Trouver le mot juste, c’est déclencher une grisante illumination plutôt qu’un fugace feu-follet lorsque le mot ne parvient pas à se cristalliser avec ses voisins. Les dictionnaires sont des mines de trésors, et les lettres de l’alphabet en sont les sésames : il suffit de constater qu’avec quatre lettres seulement, le code génétique écrit, détermine et fait évoluer toute forme de vie, pour réaliser la puissance de l’écriture qui, en disposant de vingt-six signes alphabétiques à combiner entre eux et avec des espaces, décrit, raconte, explique, fait percevoir, ressentir ou imaginer le monde passé, présent et parfois à venir. Par ailleurs, mais toujours dans le contexte de ma vie de médecin, l’écriture s’est avérée être pour moi tantôt une source d’énergie ou d’apaisement, tantôt un viatique, parfois un rempart face aux problèmes souvent dramatiques que j’avais à annoncer aux malades, et que je contribuais à porter avec eux.

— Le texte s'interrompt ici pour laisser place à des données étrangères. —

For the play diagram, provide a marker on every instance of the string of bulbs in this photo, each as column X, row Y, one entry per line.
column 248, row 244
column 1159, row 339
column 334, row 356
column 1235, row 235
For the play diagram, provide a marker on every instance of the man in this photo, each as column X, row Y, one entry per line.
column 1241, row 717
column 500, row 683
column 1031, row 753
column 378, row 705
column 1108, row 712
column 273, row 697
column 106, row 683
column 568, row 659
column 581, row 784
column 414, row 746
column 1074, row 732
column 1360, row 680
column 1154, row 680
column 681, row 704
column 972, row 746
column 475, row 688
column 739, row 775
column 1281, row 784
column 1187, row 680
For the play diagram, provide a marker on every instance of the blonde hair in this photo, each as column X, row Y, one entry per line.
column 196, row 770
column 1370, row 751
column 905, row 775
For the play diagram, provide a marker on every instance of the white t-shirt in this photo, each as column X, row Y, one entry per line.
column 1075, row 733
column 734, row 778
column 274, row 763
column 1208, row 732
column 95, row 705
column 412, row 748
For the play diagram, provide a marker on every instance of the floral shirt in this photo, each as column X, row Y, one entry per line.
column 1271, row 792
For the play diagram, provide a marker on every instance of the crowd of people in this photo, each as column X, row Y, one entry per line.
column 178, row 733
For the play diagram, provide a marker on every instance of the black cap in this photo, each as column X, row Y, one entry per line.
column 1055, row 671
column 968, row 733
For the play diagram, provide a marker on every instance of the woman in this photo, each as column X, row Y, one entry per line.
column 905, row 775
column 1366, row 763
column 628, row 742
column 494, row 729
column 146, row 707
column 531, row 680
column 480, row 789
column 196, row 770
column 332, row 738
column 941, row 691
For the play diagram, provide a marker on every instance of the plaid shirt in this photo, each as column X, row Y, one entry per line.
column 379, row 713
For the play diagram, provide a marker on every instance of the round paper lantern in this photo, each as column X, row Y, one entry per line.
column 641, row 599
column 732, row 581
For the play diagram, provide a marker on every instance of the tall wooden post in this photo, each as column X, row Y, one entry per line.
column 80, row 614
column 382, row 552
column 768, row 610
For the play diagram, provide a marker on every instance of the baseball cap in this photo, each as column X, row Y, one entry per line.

En ce qui concerne plus particulièrement Yxsos, il est évident que les milliers de femmes que j’ai pu écouter au cours de ces années – et auxquelles je rends hommage en les remerciant – auront exercé une influence majeure sur mon intérêt pour la condition féminine. Et ceci d’autant plus que mon choix de devenir gynécologue-obstétricien avait été motivé par le souhait de participer à l’extraordinaire mutation personnelle et sociale induite, à l’époque de mes études médicales, par l’avènement du contrôle de la fertilité et en particulier de la contraception.
Quels sont vos projets d’écriture pour la suite ? Pensez-vous persévérer dans la science-fiction ou comptez-vous explorer d’autres domaines ?
Non, la science-fiction a été pour moi un moyen, et pas une fin. Je n’exclus pas, bien sûr, d’y revenir. En ce moment, je suis occupé à l’écriture des quelques pérégrinations mentales qui ont traversé mon esprit au cours d’un tour du Léman à pied et en solitaire. Par ailleurs, un récit explorant les arcanes d’une certaine forme d’auto-fiction se sent actuellement prêt à sortir de son tiroir. Ensuite ce sera un autre roman dont n’ai pas encore fait totalement connaissance, et que je suis en train d’apprivoiser.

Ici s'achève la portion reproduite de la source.